Linguistic notes

Wherever possible, modern orthography has been used for names, titles and lyrics. For languages without a widely accepted Latin orthography, the following Romanisation systems have been employed:

Language(s) Romanisation system
Abkhaz BGN/PCGN (2011)
Adyghe own Romanisation, see below
Amharic BGN/PCGN (1967)
Arabic EI3 (2007), with modifications1
Armenian BGN/PCGN (1981)
Bashkort national (2007 or earlier)
Bulgarian BGN/PCGN (1952)
Burmese Okell (1969), with modifications2
Buryat own Romanisation, see below
Cantonese Yale (1958)
Church Slavonic own Romanisation, see below
Dravidian and Indo-Aryan languages own Romanisation, see below
Dzongkha van Driem (2019)
Georgian BGN/PCGN (1981)
Greek ELOT 743 Type 2 (2001)
Hebrew Academy of the Hebrew Language (2006)3
Ingush own Romanisation, see below
Japanese Hepburn (1908)
Khmer BGN/PCGN (1972)
Kildin Sámi Rießler (2022)
Komi own Romanisation, see below
Korean McCune–Reischauer (1939)
Lao CNT (1966 or earlier)
Mandarin Hànyǔ Pīnyīn (1958)
Mari own Romanisation, see below
Mongolian BGN/PCGN (1964)
Mordvinic languages own Romanisation, see below
Ossetian BGN/PCGN (2009)
Pashto BGN/PCGN (2017), with modifications4
Persian (including Dari and Tajik) UniPers (2003)5
Russian BGN/PCGN (1947)6
Syriac BGN/PCGN (2011)
Tatar national (2012)
Thai RTGS (1999), with modifications7
Tibetan own Romanisation, see below
Tigrinya BGN/PCGN (2007)
Udmurt BGN/PCGN (2011)
Ukrainian BGN/PCGN (1965)
Yiddish YIVO
other Turkic languages Common Turkic Alphabet (2024)
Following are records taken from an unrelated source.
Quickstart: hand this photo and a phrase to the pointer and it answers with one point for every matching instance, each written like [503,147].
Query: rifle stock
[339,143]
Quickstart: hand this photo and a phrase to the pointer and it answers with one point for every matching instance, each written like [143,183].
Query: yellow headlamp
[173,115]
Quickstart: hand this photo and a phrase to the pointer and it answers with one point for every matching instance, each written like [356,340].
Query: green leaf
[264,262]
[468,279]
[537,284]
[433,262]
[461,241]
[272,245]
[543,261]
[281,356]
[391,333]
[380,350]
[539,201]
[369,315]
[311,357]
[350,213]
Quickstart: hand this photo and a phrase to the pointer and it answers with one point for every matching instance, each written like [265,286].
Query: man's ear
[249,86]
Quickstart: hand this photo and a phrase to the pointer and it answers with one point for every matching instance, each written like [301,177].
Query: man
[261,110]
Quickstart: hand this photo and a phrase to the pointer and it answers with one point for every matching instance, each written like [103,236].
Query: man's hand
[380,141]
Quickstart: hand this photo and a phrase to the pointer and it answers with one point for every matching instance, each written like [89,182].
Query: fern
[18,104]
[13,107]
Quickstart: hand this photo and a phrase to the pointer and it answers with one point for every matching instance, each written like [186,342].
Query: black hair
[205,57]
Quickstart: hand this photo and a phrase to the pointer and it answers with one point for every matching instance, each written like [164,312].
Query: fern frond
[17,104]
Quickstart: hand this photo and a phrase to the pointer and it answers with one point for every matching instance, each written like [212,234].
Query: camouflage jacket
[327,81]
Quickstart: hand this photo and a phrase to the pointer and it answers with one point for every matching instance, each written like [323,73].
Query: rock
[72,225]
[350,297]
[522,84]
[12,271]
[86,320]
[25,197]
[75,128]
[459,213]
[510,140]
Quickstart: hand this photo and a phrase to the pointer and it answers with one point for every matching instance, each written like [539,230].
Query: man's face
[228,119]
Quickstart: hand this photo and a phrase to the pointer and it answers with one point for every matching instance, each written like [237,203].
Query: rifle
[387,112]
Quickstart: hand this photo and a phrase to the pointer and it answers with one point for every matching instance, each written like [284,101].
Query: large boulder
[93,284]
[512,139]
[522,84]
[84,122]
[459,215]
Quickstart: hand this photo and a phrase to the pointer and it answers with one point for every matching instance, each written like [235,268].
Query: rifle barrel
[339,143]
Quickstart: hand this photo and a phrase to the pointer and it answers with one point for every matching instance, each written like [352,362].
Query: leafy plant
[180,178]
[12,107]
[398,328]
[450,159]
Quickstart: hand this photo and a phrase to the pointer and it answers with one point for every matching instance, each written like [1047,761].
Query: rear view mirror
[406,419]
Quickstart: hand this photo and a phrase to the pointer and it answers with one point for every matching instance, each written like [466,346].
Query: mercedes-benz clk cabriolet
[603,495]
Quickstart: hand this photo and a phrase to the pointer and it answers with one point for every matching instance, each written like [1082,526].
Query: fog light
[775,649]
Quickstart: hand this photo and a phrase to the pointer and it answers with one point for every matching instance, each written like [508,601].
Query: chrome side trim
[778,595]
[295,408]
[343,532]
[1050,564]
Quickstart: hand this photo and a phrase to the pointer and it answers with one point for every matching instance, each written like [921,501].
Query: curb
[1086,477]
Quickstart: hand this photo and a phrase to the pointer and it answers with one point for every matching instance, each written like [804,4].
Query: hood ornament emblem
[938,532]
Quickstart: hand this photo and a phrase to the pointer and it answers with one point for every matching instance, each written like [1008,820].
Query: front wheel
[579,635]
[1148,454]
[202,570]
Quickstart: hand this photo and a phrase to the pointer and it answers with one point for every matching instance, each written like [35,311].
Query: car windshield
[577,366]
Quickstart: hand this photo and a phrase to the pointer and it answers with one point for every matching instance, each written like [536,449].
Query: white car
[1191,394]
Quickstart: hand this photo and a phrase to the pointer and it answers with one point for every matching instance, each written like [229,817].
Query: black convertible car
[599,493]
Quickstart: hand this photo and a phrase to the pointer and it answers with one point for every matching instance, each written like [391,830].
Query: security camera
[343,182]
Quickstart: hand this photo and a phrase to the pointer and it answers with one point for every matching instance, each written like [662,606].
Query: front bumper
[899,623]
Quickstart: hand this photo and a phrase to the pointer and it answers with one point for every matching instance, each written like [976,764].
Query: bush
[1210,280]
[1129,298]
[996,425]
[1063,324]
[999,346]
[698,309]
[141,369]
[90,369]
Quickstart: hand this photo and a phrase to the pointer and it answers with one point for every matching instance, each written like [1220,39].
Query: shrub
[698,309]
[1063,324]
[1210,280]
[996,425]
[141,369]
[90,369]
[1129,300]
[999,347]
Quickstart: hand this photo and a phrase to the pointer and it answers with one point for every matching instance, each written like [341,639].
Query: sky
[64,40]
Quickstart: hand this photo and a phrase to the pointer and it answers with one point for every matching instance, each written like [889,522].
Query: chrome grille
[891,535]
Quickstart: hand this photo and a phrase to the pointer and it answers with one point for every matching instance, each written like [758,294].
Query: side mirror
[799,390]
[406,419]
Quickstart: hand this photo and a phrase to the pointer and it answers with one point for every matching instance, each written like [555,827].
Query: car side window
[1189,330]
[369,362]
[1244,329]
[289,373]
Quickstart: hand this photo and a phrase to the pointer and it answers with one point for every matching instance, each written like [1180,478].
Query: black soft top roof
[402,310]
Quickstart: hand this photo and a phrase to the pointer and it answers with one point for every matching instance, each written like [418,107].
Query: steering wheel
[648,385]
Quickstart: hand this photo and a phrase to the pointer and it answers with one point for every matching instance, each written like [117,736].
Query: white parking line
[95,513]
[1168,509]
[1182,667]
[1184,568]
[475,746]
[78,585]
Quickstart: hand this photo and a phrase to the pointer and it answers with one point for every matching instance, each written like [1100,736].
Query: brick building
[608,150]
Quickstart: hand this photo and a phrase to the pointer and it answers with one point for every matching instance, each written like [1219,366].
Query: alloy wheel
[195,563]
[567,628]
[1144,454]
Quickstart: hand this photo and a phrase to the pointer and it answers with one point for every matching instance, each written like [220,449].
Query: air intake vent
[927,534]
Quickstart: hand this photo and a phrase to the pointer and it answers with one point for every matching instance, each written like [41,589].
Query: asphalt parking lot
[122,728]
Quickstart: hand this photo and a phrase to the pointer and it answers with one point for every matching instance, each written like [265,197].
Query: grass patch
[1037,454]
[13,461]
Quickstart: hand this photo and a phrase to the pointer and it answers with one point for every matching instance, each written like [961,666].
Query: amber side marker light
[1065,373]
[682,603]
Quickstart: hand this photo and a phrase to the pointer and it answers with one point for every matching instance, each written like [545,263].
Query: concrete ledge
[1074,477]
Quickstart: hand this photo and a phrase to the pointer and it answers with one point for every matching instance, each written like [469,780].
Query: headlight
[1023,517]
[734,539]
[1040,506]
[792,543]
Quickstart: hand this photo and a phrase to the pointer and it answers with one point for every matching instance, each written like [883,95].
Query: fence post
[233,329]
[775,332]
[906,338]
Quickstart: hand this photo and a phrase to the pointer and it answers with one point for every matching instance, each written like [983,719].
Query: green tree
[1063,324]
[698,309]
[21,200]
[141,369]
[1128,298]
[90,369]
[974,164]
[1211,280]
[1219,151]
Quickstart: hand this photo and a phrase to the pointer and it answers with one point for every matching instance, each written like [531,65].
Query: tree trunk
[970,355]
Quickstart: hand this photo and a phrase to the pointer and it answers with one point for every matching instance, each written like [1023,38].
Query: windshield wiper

  1. Apostrophes are used instead of half-rings, and all sun letter assimilations are applied.
  2. The voicing of consonants is indicated according to their actual pronunciation.
  3. If a transcription based on Ashkenazi pronunciation is required, tsere is Romanised as ⟨ey⟩; kamats gadol as ⟨o⟩; ẖolam as ⟨ô⟩; and ungeminated tav as ⟨s⟩.
  4. The transcription has been simplified by omitting silent consonants and diacritics that do not affect the pronunciation.
  5. The following extensions are used for Dari and Tajik: ⟨ğ⟩ for the sound /ɣ~ʁ/ (distinct from /q/); ⟨î û⟩ for the long vowels /iː uː/ in Dari; and ⟨ü⟩ for the phoneme /ʉ/ in Tajik.
  6. If an unambiguous representation of the pre-revolutionary orthography is required, ⟪і⟫ is romanised as ⟨ī⟩ and ⟪ѣ⟫ as ⟨ě⟩.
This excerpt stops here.